Tuesday, October 29, 2013

Consumers Will Soon Face Choice, Technology and Budget Fatigue

Desktop computing was going to die, as consumers and business users moved to laptops, notebooks and ultrabooks.  Soon after this, the world was going mobile, and computing was converging on the phone. Then, limitations of screen size, carrier spectrum, and battery life moved tech companies towards tablets.

A recent forecast by Cisco Systems projects that by the end of 2013, the number of cellphones, tablets, laptops and other wireless devices (such as those connected to smart sensors) using global spectrum will exceed 7 billion devices, about equal to the world's population.  This, in our opinion, is one of the elephants in the room. Now, let's move on to Apple before we return to our main theme.
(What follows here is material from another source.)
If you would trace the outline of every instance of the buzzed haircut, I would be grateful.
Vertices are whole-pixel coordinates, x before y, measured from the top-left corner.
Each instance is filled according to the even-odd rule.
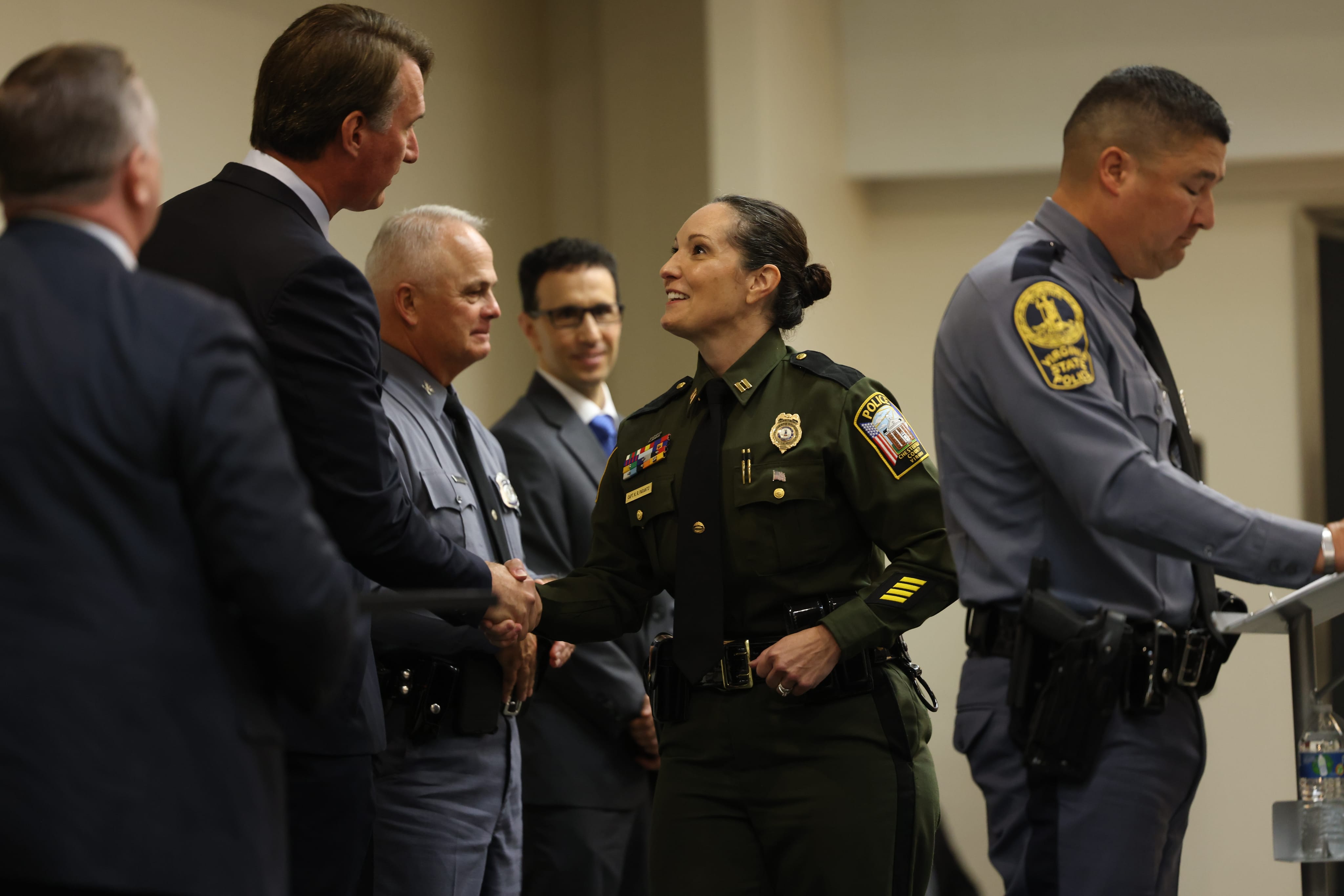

According to the technology research team at Credit Suisse, Apple shipped 33.8 million iPhones in their recently reported FY13 4th quarter, up 26% yr/yr. By fiscal year 2015, CS projects that the iPhone will account for 55% of sales and about 62% of its profits.  The company now has $91 billion  in net cash. Is there a problem?

A minor one is Carl Icahn's absolutely loony idea to drain the cash to buy back shares, take on debt and create "shareholder value."  Wall Street Journal "High Definition" columnist Farhad Manjoo puts it very aptly,
"Mr. Icahn doesn't seem to realize that Apple, like all tech companies, is ephemeral. It is a giant perched atop an ever-shifting mountain of silicon, a behemoth whose success is as tenuous as it is fantastic. To the extent that Apple can guarantee any future for itself, its salvation is in its cash. It needs to spend its money on its future."
This is spot on, but the problem is "How will consumers use technology in the future?"  Apple is increasingly positioning itself in the high end, meaning smartphones with ASPs of $400 or more, according to CS.  This will protect profits, but will also cede market share to Samsung, HTC, and other Android manufacturers. It is however a conventional strategic direction.

But, Apple is number one in tablet computing, with a 40% market share, according to CS.  Its tweaking of the prices points for the most popular iPad Mini should expand its market share, when taken together with its its new iOS which promises the same user experience across Apple phones and over iMac notebooks and laptops.  Apple quotes a statistic that says with 39% market share of tablets, 81% of web traffic from all tablet Web traffic comes from iPads.

Spectrum rationing through different price plans will eventually rear its head again.  As we've said before, most tablet users we've seen are taking, uploading and emailing photos, downloading and viewing videos of television, sports and movies, and doing routine web based queries for restaurants and amusements, along with reading email, online publications.  None of this seems to be productivity-related work for an employer's enterprise, the area where Microsoft dominates with its Office franchise.

Microsoft continues to plug away at its phone franchise through Nokia. It's financial impact on the company is and will be de minimus in the near term. Their efforts with Surface and Windows 8.1 has a similar aim to Apple, though.  That is, a Windows 8 user should have a similar user interface experience from desktop, to mobile, to laptop/tablet.  Microsoft is trying hard to converge the laptop and tablet into one. Its price points are probably still off, and Microsoft's relationships with developer communities in mobile are evolving very slowly.

Google, meanwhile, is showing that it can create relatively lower priced products in smartphone and tablets, with the Nexus lines.  These, in our opinion, are controlled experiments rather than an effort to seize significant market share.  Android is too fragmented and fractured an operating system to migrate across the traditional computing platforms. However, Google may be looking at essentially leapfrogging the shorter term moves of Apple and Microsoft.  I can't recall the name of the presenter who said that Android is a perfect system for computing without a traditional user interface; he showed the example of a mirror at home.  The user, using hand gestures, could access broadcasts or find information on something as mundane and ubiquitous as a mirror, so no dedicated, battery draining display.

Apple does have some choices to make to ensure its future growth, remembering that it is an extraordinarily profitable company with an 8% effective tax rate or so. Microsoft has made some decisions for now, but its fate is far from clear, given its institutional and leadership uncertainties.

Consumers, on the other hand, will wake up one day and realize that they have too many devices and are paying too much, even with hidden subsidies, for news and entertainment.  For U.S. companies, the worldwide middle class in developing countries will be effectively closed off to them because of their relentless focus on protecting their developed market franchises.

Technology companies have always been ephemeral, as Mr. Manjoo observes, and it remains to be seen which ones can successfully navigate the consumer technology future.